Aliás, a cena da tempestade é muito bem conduzida. Os encontros e desencontros
do futuro casal são resolvidos com muito bom humor do texto, direção e atores.
Todos colaboram acertadamente, para alegria do público. O canto e a dança são
recebidos com emoção pela plateia, que chega a cantar, a meia voz, alguns dos clássicos
boleros apresentados, como “Tu me
acostumbraste”, “Contigo Aprendi”, ou “Aquellos ojos verdes”, e muitos outros
mais. São 18 músicas interpretadas, em 70 minutos, pelos dois atores. É
surpreendente. É ver para crer.
Simples, o cenário de Carlos Alberto Nunes concretiza-se apenas com um
pano de fundo negro onde se destaca a logomarca da Radio Mundo. Uma mesa no
centro da cena, ao fundo, e sobre ela um transmissor de rádio. É neste
transmissor que Diana Miranda (Françoise Forton) veicula o seu programa: um consultório
sentimental para notívagos. Diana trabalha durante uma hora (da meia noite até 1
hora da madrugada), mas o programa não possui audiência, e, justamente na noite
em que ele vai sair do ar, é quando tudo acontece. Orlando (Aloísio de Abreu)

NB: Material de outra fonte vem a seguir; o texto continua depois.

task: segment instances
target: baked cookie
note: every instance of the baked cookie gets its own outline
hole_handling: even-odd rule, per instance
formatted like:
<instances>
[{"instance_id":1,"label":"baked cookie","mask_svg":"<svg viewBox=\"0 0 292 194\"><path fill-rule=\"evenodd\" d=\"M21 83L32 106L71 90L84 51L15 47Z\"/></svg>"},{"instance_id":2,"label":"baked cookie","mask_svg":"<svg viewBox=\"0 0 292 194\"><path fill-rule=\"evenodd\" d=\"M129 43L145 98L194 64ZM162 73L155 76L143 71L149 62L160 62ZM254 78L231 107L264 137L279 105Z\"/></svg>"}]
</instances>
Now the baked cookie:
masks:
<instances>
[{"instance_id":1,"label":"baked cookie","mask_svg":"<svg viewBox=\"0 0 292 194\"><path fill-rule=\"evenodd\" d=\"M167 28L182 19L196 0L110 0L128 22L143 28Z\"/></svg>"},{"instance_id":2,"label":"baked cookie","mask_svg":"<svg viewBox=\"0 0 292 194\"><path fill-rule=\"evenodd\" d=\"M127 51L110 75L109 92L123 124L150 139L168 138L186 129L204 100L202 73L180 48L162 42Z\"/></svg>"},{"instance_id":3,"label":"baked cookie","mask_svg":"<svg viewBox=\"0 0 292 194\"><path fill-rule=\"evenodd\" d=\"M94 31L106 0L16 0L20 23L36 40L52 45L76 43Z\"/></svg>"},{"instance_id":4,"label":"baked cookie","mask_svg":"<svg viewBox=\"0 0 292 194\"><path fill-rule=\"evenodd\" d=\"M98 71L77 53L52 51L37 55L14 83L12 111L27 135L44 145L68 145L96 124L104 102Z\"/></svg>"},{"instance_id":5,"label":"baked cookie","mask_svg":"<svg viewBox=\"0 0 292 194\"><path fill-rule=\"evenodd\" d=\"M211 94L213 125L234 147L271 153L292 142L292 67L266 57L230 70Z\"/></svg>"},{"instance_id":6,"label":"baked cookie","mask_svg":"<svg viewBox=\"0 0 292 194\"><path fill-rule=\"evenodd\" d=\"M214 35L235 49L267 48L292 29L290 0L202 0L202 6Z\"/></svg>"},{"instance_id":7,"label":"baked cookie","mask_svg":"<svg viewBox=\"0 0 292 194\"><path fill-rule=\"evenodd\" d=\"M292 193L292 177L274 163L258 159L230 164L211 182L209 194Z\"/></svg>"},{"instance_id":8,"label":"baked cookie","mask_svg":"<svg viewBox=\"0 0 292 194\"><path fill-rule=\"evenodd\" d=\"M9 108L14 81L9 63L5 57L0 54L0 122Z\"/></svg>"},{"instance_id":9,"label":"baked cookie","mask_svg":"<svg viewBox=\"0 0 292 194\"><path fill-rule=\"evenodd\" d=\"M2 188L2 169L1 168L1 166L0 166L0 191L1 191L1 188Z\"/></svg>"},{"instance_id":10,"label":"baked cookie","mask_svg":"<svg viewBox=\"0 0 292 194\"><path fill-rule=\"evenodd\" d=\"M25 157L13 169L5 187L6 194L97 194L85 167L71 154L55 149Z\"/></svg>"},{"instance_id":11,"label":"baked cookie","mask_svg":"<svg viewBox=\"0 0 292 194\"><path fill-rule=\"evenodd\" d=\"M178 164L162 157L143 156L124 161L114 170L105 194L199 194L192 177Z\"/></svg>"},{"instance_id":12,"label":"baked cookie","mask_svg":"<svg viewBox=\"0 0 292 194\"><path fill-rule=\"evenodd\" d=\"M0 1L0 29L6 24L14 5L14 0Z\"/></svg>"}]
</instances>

surge e o mundo muda, porém ela não imagina o quanto.
Como já foi dito, o espetáculo encanta pela sua despretensão. Tudo é
feito com muita inteligência e profissionalismo. A simplicidade também pode ser
complexa... As trocas dos figurinos de Clívia Cohen, os próprios figurinos, tão
simples, acabam se transformando, como em um passe de mágica, e a facilidade
com que Forton radialista se transforma
em uma cantora (e o que faz com muito humor e ironia), é surpreendente. Também Aloísio
de Abreu (excelente intérprete), surge, em primeira cena, vestido a caráter, terno
e gravata, mas aos poucos vai se descontraindo e fazendo surgir o professor de
dança de salão. Aloísio (Orlando) é o personagem que se apaixona pela voz da
radialista, e este mote acompanha o desenrolar da cena: pode o amor surgir pelo som de
uma voz? Aliás, os dois se apaixonam ao
ouvir o som de suas vozes... Constatamos que o espetáculo é uma homenagem ao som,
em todos os sentidos.
A direção de movimento é de Marina Salomon,
e a preparação vocal é de Paula Santoro. Ao todo, um espetáculo bem cuidado e
uma equipe técnica de primeira. Enfatizo: o que encanta no espetáculo é a sua despretensão
e o humor que o permeia. A plateia agradece.